KENDARIPOS.CO.ID -- Pembangunan Gedung Kantor Gubernur Sulawesi Tenggara (Sultra) kini memasuki tahap akhir. Hingga awal 2026, progres fisik proyek strategis tersebut telah mencapai 99 persen dan secara umum dinilai siap untuk digunakan.
Meski demikian, pekerjaan pada bagian interior masih belum dilaksanakan. Pemerintah Provinsi Sultra memilih untuk menunda penganggaran tahap akhir tersebut karena tengah memfokuskan diri pada proses audit pembangunan sebelumnya.

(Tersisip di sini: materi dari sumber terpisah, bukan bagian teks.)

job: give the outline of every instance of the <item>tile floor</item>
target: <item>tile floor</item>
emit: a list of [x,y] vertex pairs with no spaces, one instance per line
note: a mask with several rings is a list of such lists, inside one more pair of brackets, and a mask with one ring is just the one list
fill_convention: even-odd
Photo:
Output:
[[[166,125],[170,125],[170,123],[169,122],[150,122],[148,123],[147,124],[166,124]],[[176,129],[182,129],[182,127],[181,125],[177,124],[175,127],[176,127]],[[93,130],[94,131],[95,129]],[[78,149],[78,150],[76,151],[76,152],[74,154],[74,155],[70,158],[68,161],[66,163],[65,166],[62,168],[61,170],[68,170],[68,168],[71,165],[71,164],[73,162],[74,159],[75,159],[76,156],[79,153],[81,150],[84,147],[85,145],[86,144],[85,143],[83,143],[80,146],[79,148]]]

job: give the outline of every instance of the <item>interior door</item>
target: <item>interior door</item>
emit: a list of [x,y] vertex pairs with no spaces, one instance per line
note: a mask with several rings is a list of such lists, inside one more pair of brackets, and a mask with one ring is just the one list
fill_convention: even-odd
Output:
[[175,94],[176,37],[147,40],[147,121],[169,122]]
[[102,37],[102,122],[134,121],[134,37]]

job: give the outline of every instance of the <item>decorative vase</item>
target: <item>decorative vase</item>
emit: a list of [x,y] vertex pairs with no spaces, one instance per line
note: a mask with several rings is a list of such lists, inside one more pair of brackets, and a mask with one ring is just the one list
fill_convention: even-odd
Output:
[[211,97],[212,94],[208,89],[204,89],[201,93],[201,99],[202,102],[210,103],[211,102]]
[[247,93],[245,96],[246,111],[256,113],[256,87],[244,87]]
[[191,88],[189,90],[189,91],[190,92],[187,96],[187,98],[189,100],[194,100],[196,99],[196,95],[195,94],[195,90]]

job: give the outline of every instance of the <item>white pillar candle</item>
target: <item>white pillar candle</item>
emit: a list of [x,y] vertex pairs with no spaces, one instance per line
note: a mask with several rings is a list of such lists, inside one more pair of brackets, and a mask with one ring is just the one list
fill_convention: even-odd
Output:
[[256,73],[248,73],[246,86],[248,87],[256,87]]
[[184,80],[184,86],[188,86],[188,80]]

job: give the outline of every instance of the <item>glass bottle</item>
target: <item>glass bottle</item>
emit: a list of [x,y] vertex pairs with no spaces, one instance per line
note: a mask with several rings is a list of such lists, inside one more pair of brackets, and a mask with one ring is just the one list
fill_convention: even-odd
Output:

Pelaksana Tugas (Plt) Kepala Dinas Cipta Karya, Bina Konstruksi, dan Tata Ruang Sultra, Tommy Putra Alamsyah, menjelaskan pembangunan kantor gubernur dilakukan secara bertahap selama tiga tahun, mulai 2022 hingga 2024.
“Pembangunan tahap pertama pada 2022 menelan anggaran Rp27,6 miliar, tahap kedua pada 2023 sebesar Rp120,2 miliar, dan tahap ketiga pada 2024 sebesar Rp16,7 miliar,” ujar Plt Kepala Dinas Cipta Karya, Bina Konstruksi, dan Tata Ruang Sultra, Tommy Putra Alamsyah saat ditemui di ruang kerjanya, Rabu (4/2).
Dia menegaskan, secara struktur dan kelengkapan utama, gedung tersebut telah rampung dan siap mendukung aktivitas pemerintahan. Nantinya, kantor baru ini akan menjadi pusat pelayanan dan koordinasi bagi organisasi perangkat daerah (OPD) di lingkup Pemprov Sultra.
Namun, pada tahun anggaran 2026, pemerintah daerah belum mengalokasikan dana khusus untuk pekerjaan interior. Hal ini berkaitan dengan kewajiban menyelesaikan proses evaluasi dan audit terhadap pelaksanaan proyek sebelumnya.
“Tahun ini kami fokus menyelesaikan audit, terutama terkait kegiatan tahun 2024, termasuk memastikan seluruh purchase order telah terealisasi sesuai ketentuan,” jelasnya.